As vacinas são decisivas para a recuperação e reabertura, até mesmo dos cinemas. Você tem se colocado à disposição?

“Claro que demos a vontade de ser vacinados no teatro, mas por razões logísticas compreensíveis não acho que isso possa acontecer antes de julho. Agora é justo que se dê prioridade às categorias de maior risco”.

Uma reflexão final sobre Veneza, que acaba de completar 1.600 anos. As imagens da cidade deserta, sem a habitual multidão de turistas, correram o mundo. Que ar você respira?

“Quando eu era criança, ir a Veneza era considerado um luxo, mesmo vindo de Mântua, minha cidade natal. Antes da pandemia, por outro lado, organizando-se a tempo com 500 euros, você ia e vinha de Los Angeles.

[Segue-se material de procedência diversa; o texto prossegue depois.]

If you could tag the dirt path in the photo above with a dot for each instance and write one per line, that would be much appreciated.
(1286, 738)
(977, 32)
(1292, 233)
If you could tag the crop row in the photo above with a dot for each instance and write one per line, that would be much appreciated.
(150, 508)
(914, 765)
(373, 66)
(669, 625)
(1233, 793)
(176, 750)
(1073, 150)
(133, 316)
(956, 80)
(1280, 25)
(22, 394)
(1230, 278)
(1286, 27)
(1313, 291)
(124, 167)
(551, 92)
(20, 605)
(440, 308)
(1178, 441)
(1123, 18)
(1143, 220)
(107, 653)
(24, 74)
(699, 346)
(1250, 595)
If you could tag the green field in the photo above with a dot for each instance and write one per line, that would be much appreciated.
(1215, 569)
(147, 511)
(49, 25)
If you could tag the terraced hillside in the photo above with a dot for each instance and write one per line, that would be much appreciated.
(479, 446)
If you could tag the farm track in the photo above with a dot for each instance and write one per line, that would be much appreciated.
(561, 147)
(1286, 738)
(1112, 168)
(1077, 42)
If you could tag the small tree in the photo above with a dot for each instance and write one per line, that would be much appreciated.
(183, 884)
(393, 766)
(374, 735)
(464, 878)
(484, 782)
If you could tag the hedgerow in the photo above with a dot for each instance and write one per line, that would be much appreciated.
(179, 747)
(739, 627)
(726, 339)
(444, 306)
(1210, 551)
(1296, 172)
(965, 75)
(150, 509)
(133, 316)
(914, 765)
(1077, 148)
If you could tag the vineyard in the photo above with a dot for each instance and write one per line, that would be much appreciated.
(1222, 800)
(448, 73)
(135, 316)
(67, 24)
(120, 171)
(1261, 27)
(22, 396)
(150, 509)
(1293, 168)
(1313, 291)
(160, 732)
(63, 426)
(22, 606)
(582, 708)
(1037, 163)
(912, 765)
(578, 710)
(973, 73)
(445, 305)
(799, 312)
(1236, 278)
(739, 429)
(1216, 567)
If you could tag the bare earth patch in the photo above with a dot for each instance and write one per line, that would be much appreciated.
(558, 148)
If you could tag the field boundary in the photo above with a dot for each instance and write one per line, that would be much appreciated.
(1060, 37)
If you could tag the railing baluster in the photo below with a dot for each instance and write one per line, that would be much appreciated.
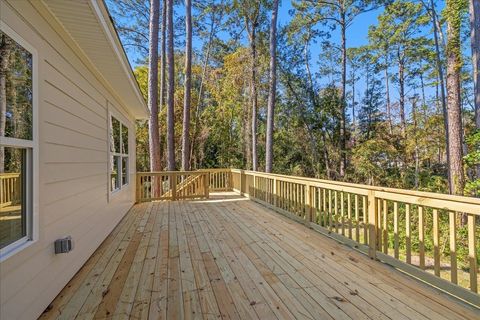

Esta facilidade explodiu o turismo e não acho que a Covid vai acabar com o encanto de Veneza no mundo: já no verão passado a cidade voltou a encher, e assim será depois. Porém, a pandemia também nos obriga a refletir para imaginar um turismo mais sustentável. Quanto ao Fenice, posso dizer que é um motor fundamental de movimento econômico para Veneza, talvez o único realmente ativo hoje. Quando paro num bar para tomar um café, agora só para take away, muitas vezes os expositores reconhecem-me e perguntam-me: 'Quando vão reabrir?', porque a vida do teatro consequentemente ajuda a dos bares e restaurantes. Alguns até fazem perguntas bem detalhadas, para ter uma ideia precisa: 'Que dia vocês reabrem? Em que momento? Com que programa?'.”

As pessoas comuns também param com isso?

“Sim, e é a prova de que há uma grande vontade de cultura, de teatro, de voltar a viver como antes”.